Although Ray opens the door to big data processing, it’s not enough on its own to distribute pandas-specific methods. That task falls to Modin, a drop-in replacement of pandas, optimized to run in a distributed environment, such as Ray. Modin has the same API as pandas, so you can keep your code the same, but it parallelizes workloads to improve performance.

With today’s announcement, AWS SDK for pandas customers can use both Ray and Modin for their workloads. You have the option of loading data into Modin data frames, instead of regular pandas data frames. By configuring the library to use Ray and Modin, your existing data processing scripts can distribute operations end-to-end, with no code changes. AWS SDK for pandas takes care of parallelizing the read and write operations for your files across the compute cluster.

To use this feature, you can install the release candidate version of awswrangler with the ray and modin extras:

pip install "awswrangler[modin,ray]==3.0.0rc2"

Once installed, you can use the library in your code by importing it with the following statement:

import awswrangler as wr

When you run this code, the SDK for pandas looks for an environmental variable called WR_ADDRESS. If it finds it, it uses this value to send the commands to a remote cluster.

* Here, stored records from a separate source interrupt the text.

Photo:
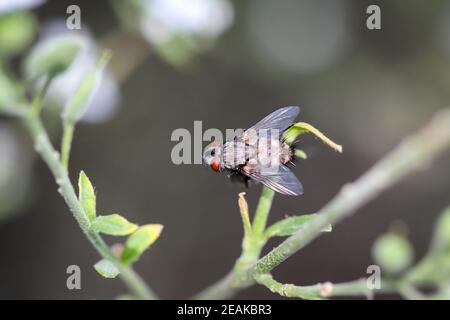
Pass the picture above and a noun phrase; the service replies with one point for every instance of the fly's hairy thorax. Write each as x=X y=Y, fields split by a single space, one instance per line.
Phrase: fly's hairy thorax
x=252 y=157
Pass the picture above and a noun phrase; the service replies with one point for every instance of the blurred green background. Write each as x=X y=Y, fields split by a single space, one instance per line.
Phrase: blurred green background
x=366 y=89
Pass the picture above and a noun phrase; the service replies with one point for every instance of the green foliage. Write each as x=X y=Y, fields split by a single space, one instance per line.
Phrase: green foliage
x=87 y=196
x=441 y=239
x=140 y=241
x=106 y=269
x=113 y=224
x=8 y=93
x=77 y=106
x=17 y=31
x=52 y=57
x=291 y=225
x=393 y=253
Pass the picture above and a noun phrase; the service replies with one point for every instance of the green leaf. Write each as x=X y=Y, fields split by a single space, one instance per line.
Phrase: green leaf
x=291 y=225
x=393 y=252
x=441 y=236
x=17 y=31
x=113 y=224
x=107 y=269
x=53 y=56
x=77 y=106
x=140 y=241
x=87 y=196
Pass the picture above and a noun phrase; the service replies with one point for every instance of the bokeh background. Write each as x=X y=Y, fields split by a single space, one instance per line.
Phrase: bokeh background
x=227 y=63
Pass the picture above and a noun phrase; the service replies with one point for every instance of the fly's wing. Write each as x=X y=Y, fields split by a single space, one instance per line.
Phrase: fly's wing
x=280 y=120
x=281 y=180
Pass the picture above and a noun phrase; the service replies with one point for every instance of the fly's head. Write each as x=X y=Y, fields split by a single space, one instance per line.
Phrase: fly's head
x=212 y=156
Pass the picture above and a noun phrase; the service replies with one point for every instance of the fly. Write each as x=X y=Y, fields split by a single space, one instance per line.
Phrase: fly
x=259 y=154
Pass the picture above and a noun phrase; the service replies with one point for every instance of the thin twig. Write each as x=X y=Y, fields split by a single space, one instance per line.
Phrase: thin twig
x=412 y=154
x=51 y=157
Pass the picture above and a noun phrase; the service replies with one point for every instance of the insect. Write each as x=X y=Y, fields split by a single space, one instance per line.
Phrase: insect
x=259 y=154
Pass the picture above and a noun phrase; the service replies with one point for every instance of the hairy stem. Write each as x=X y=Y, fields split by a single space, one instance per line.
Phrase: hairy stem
x=51 y=157
x=412 y=154
x=262 y=211
x=352 y=288
x=66 y=143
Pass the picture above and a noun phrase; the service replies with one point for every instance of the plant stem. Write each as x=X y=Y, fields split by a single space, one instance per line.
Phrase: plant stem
x=51 y=157
x=412 y=154
x=352 y=288
x=36 y=104
x=66 y=144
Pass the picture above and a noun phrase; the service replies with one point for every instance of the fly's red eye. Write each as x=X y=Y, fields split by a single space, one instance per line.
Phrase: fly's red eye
x=215 y=165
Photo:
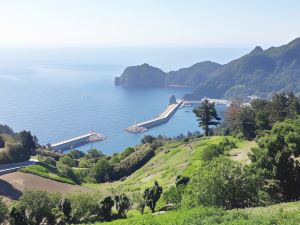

If it doesn’t find it, it starts a local Ray runtime on your machine.

The following diagram shows what is happening when you run code that uses AWS SDK for pandas to read data from Amazon Simple Storage Service (Amazon S3) into a Modin data frame, perform a filtering operation, and write the data back to Amazon S3, using a multi-node cluster.

In the first phase, each node reads one or more input files and stores them in memory as blocks. During this phase, the head node builds a mapping reference that tracks the location of each block on the worker nodes. In the second phase, a filter operation is submitted to each node, creating a subset of the data. Finally, each worker node writes its blocks to Amazon S3.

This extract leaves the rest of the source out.